Ford has been criticized for giving his characters too much insight, too much room to muse and find meaning in those moments that remain memorable through their lives. Critics of his fiction claim that the men who typically populate his stories are a luckless breed of Westerners who should not possess the lyrical impulses that drive his stories. They argue that the author imposes his own voice on his narrators, and that men such as Les—who come from broken homes and marginalized backgrounds—could not possibly be as sensitive and articulate as Ford depicts them. It is true that Ford usually gives his characters dialogue that means something—words weighted with dramatic implication. Ford defends his method of meaning-filled conversation, however, by explaining that he is not trying to write dialogue that “is actual to life. I’m trying to write dialogue that refers to life.” He adds that he does not think readers need to read stories merely “to have life rehashed. Stories should point toward what’s important in life, and our utterances always mean something.” Ford jeopardizes credibility when his characters step outside the boundaries of their emotional landscapes and go beyond the expectations of the reader; however, the risk is rewarded with an intimacy that would not exist if Ford refused to let his narrators speak.
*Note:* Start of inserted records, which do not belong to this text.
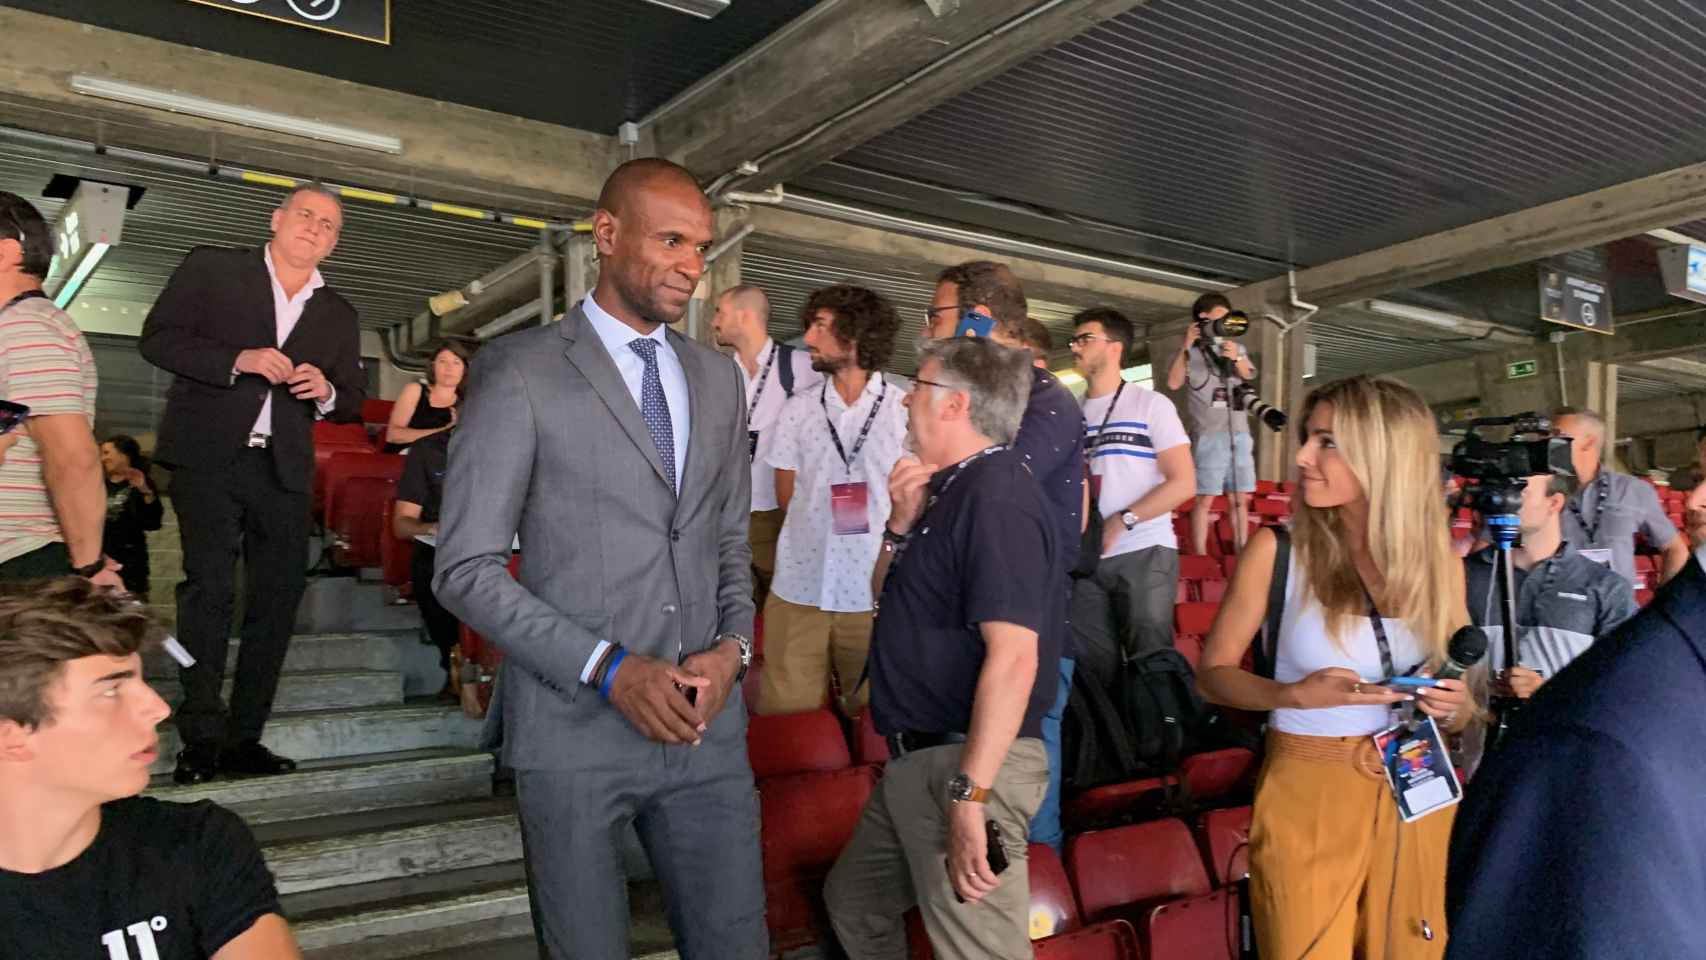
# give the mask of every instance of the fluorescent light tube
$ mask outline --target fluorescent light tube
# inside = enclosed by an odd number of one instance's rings
[[[101,265],[101,258],[107,255],[108,245],[100,242],[89,244],[84,250],[82,259],[71,269],[71,275],[59,285],[59,290],[53,295],[53,305],[64,310],[66,305],[77,299],[78,291],[89,281],[95,268]]]
[[[303,117],[293,117],[285,113],[256,110],[253,107],[208,100],[172,90],[144,87],[134,83],[125,83],[122,80],[109,80],[106,77],[91,77],[88,74],[79,73],[72,76],[71,89],[87,96],[100,97],[103,100],[133,103],[155,110],[167,110],[192,117],[219,120],[238,126],[254,127],[257,130],[271,130],[274,133],[287,133],[291,136],[306,137],[310,140],[338,143],[346,147],[376,150],[380,153],[403,152],[403,141],[385,134],[370,133],[366,130],[357,130],[354,127],[322,123]]]
[[[646,0],[666,10],[685,13],[690,17],[709,20],[729,8],[729,0]]]
[[[1393,303],[1390,300],[1370,300],[1366,304],[1370,313],[1378,313],[1401,320],[1414,320],[1432,327],[1442,327],[1446,330],[1463,329],[1464,318],[1453,316],[1440,310],[1429,310],[1427,307],[1412,307],[1407,303]]]

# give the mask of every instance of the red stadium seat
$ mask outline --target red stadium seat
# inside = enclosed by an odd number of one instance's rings
[[[1197,599],[1203,603],[1219,603],[1225,598],[1225,580],[1204,580],[1197,584]]]
[[[871,719],[869,707],[853,717],[852,739],[854,763],[874,763],[881,766],[889,762],[888,741],[877,733],[877,724]]]
[[[1137,931],[1124,920],[1098,923],[1038,940],[1032,944],[1037,960],[1141,960]]]
[[[1226,557],[1220,561],[1221,569],[1226,571],[1226,579],[1232,579],[1232,572],[1238,569],[1237,557]]]
[[[1197,669],[1197,664],[1202,660],[1203,642],[1201,637],[1174,636],[1173,649],[1179,651],[1180,656],[1190,661],[1191,670]]]
[[[1250,507],[1263,523],[1277,523],[1291,516],[1291,501],[1278,497],[1257,497]]]
[[[400,456],[374,453],[372,450],[335,451],[316,478],[324,484],[321,516],[325,518],[326,530],[330,532],[333,529],[339,509],[338,498],[351,477],[379,477],[396,483],[403,476],[403,462]],[[378,513],[379,508],[375,507],[374,515]]]
[[[845,770],[853,765],[841,721],[829,710],[748,718],[746,755],[752,775],[759,780]]]
[[[397,481],[390,477],[354,476],[343,482],[326,512],[326,529],[332,539],[332,563],[363,568],[380,565],[380,541],[391,535],[385,529],[385,508],[396,499]]]
[[[875,767],[852,767],[772,777],[758,785],[765,923],[772,950],[805,946],[829,929],[823,881],[853,836],[876,784]]]
[[[361,402],[361,422],[376,423],[384,427],[391,420],[391,408],[396,406],[390,400],[369,398]]]
[[[1181,603],[1173,608],[1173,632],[1183,637],[1206,637],[1219,611],[1218,603]]]
[[[1187,553],[1179,557],[1179,579],[1219,580],[1220,563],[1213,557]]]
[[[372,453],[373,443],[359,423],[332,423],[320,420],[314,424],[314,515],[324,516],[326,502],[326,465],[333,454]]]
[[[1651,590],[1637,590],[1637,591],[1635,591],[1635,603],[1637,606],[1644,607],[1647,604],[1652,603],[1652,602],[1653,602],[1653,591],[1651,591]]]
[[[1192,603],[1197,599],[1197,585],[1189,580],[1180,580],[1178,589],[1173,591],[1173,602]]]
[[[1247,793],[1255,785],[1257,767],[1253,751],[1227,747],[1186,757],[1179,777],[1192,800],[1219,800]]]
[[[1191,830],[1180,820],[1081,833],[1067,841],[1066,868],[1090,921],[1119,919],[1131,907],[1212,889]]]
[[[379,569],[385,574],[385,583],[396,591],[399,599],[414,595],[415,585],[411,577],[411,563],[415,557],[415,541],[405,540],[391,532],[391,521],[395,516],[397,501],[395,498],[386,502],[385,513],[379,520]]]
[[[1168,788],[1175,782],[1166,777],[1146,777],[1092,787],[1067,800],[1061,807],[1061,817],[1070,830],[1082,830],[1122,819],[1153,816],[1161,810]]]
[[[1658,558],[1654,557],[1652,554],[1638,553],[1635,555],[1636,573],[1653,573],[1658,569],[1658,567]]]
[[[1078,901],[1060,854],[1046,843],[1033,843],[1026,857],[1031,880],[1031,939],[1077,930],[1083,925],[1078,919]]]
[[[1148,960],[1237,960],[1238,898],[1229,890],[1153,908],[1138,926]]]
[[[1197,821],[1203,849],[1208,854],[1209,875],[1216,887],[1242,880],[1250,874],[1250,808],[1210,810]]]
[[[510,555],[509,575],[518,580],[521,578],[521,554],[516,553]],[[488,669],[488,672],[497,672],[498,664],[503,660],[503,651],[498,649],[497,644],[492,643],[480,634],[475,633],[474,629],[466,623],[462,625],[462,639],[460,643],[464,659],[482,664]]]

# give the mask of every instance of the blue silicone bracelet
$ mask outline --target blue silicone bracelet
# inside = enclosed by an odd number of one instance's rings
[[[617,647],[616,655],[610,658],[609,668],[604,671],[604,683],[599,686],[598,695],[606,700],[610,699],[610,685],[616,680],[616,668],[622,665],[622,660],[626,656],[628,656],[628,651]]]

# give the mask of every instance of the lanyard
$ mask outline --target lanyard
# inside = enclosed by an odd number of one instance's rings
[[[1084,459],[1086,461],[1088,461],[1090,459],[1090,452],[1092,450],[1094,450],[1096,447],[1099,447],[1102,445],[1102,437],[1104,435],[1106,435],[1108,432],[1108,421],[1113,419],[1114,408],[1119,406],[1120,394],[1122,394],[1124,392],[1125,392],[1125,381],[1121,380],[1119,387],[1114,390],[1114,398],[1112,400],[1108,401],[1108,412],[1102,414],[1102,425],[1096,428],[1096,439],[1095,439],[1095,441],[1093,443],[1091,443],[1089,446],[1086,446],[1084,448]]]
[[[1521,640],[1523,637],[1523,624],[1525,621],[1527,623],[1533,624],[1535,626],[1541,625],[1541,623],[1540,623],[1540,600],[1544,597],[1552,596],[1552,587],[1553,587],[1554,583],[1556,582],[1556,580],[1558,579],[1558,562],[1557,561],[1561,557],[1563,557],[1563,555],[1564,555],[1564,545],[1559,544],[1557,553],[1554,553],[1552,556],[1547,557],[1545,560],[1540,561],[1539,564],[1537,564],[1534,568],[1531,568],[1529,570],[1529,572],[1523,576],[1522,582],[1517,584],[1517,588],[1516,588],[1516,593],[1517,593],[1517,596],[1516,596],[1516,622],[1511,624],[1511,629],[1516,631],[1516,635],[1517,635],[1518,640]],[[1506,557],[1506,562],[1509,562],[1509,557]],[[1539,572],[1539,569],[1541,567],[1544,567],[1546,572],[1545,572],[1545,574],[1543,574],[1541,576],[1541,579],[1540,579],[1540,592],[1535,593],[1534,591],[1528,589],[1528,585],[1530,583],[1534,582],[1534,574]],[[1514,580],[1515,577],[1512,577],[1512,579]],[[1487,596],[1486,596],[1486,599],[1484,599],[1481,603],[1481,622],[1482,623],[1492,624],[1493,617],[1497,613],[1497,611],[1495,611],[1493,609],[1493,607],[1496,605],[1496,603],[1498,601],[1498,595],[1499,595],[1499,568],[1498,568],[1498,561],[1495,560],[1493,563],[1493,575],[1491,577],[1489,577],[1487,580]],[[1521,650],[1522,650],[1521,645],[1518,644],[1517,645],[1517,651],[1519,654],[1521,653]],[[1510,666],[1510,664],[1506,664],[1506,666]]]
[[[1392,644],[1386,639],[1386,624],[1380,619],[1380,608],[1374,605],[1374,595],[1362,588],[1362,595],[1368,598],[1368,625],[1374,628],[1374,642],[1380,647],[1380,671],[1386,678],[1395,677],[1398,671],[1392,666]]]
[[[758,401],[764,399],[764,387],[770,383],[770,365],[776,362],[776,354],[782,352],[782,345],[770,341],[770,356],[764,358],[764,369],[758,371],[758,389],[752,393],[752,400],[746,405],[746,422],[752,423],[752,413],[758,409]],[[735,361],[739,363],[739,360]]]
[[[12,299],[6,301],[6,305],[3,307],[0,307],[0,313],[5,313],[6,311],[12,309],[13,307],[17,306],[20,303],[23,303],[26,300],[46,300],[46,299],[47,299],[47,294],[42,293],[40,290],[25,290],[23,293],[20,293],[17,296],[13,297]]]
[[[1587,518],[1582,516],[1580,501],[1587,499],[1587,492],[1582,492],[1580,500],[1576,497],[1570,498],[1570,512],[1576,515],[1576,523],[1581,525],[1582,535],[1587,538],[1587,545],[1590,547],[1599,543],[1599,525],[1605,519],[1605,501],[1611,499],[1611,476],[1605,472],[1604,467],[1599,470],[1599,479],[1594,482],[1594,486],[1599,490],[1599,500],[1593,507],[1593,526],[1588,526]]]
[[[873,373],[872,376],[881,377],[882,374]],[[829,439],[835,444],[835,452],[841,455],[841,465],[846,467],[849,473],[853,470],[853,462],[859,459],[859,451],[865,447],[865,437],[871,433],[871,424],[877,422],[877,411],[883,408],[883,398],[888,396],[888,381],[882,380],[880,382],[882,386],[877,389],[877,402],[871,404],[871,412],[865,417],[865,425],[859,429],[859,439],[853,441],[853,452],[851,454],[842,448],[841,434],[836,432],[835,421],[829,416],[829,379],[827,377],[823,381],[823,391],[818,394],[817,402],[823,406],[823,422],[829,424]]]
[[[918,522],[913,524],[913,528],[920,531],[920,532],[928,533],[930,530],[930,527],[928,524],[925,523],[925,521],[930,519],[930,511],[935,508],[936,501],[941,500],[944,496],[947,495],[948,489],[954,485],[955,480],[958,480],[960,478],[960,474],[964,473],[965,469],[967,467],[978,462],[979,460],[982,460],[984,457],[987,457],[992,453],[1000,453],[1002,450],[1006,450],[1006,449],[1008,449],[1008,445],[1004,444],[1004,443],[998,443],[993,447],[984,447],[982,450],[979,450],[978,452],[972,454],[971,456],[965,458],[964,460],[961,460],[959,463],[954,464],[954,466],[953,466],[954,472],[948,474],[948,479],[942,481],[942,488],[940,490],[937,490],[935,493],[932,493],[930,495],[930,499],[924,501],[924,509],[919,511]],[[1029,468],[1027,468],[1027,469],[1029,469]],[[900,563],[901,557],[903,555],[904,554],[898,554],[897,553],[894,560],[890,564],[889,569],[891,571],[894,569],[895,565],[898,565]],[[884,586],[884,589],[885,590],[888,589],[886,585]]]

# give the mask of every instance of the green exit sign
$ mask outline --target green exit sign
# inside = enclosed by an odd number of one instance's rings
[[[1515,363],[1505,364],[1506,380],[1521,380],[1523,377],[1532,377],[1539,372],[1540,364],[1533,360],[1518,360]]]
When Les reflects “I don’t know what makes people do what they do, or call themselves what they call themselves, only that you have to live someone’s life to be the expert,” the simple wisdom of his words seems to be merited by the experience that he has lived through. He is forty-one years old at the time of his telling, looking back at a time when he was sixteen. He has had twenty-five years to think about the events of that November day. It is not at all surprising that he has learned a few hard lessons.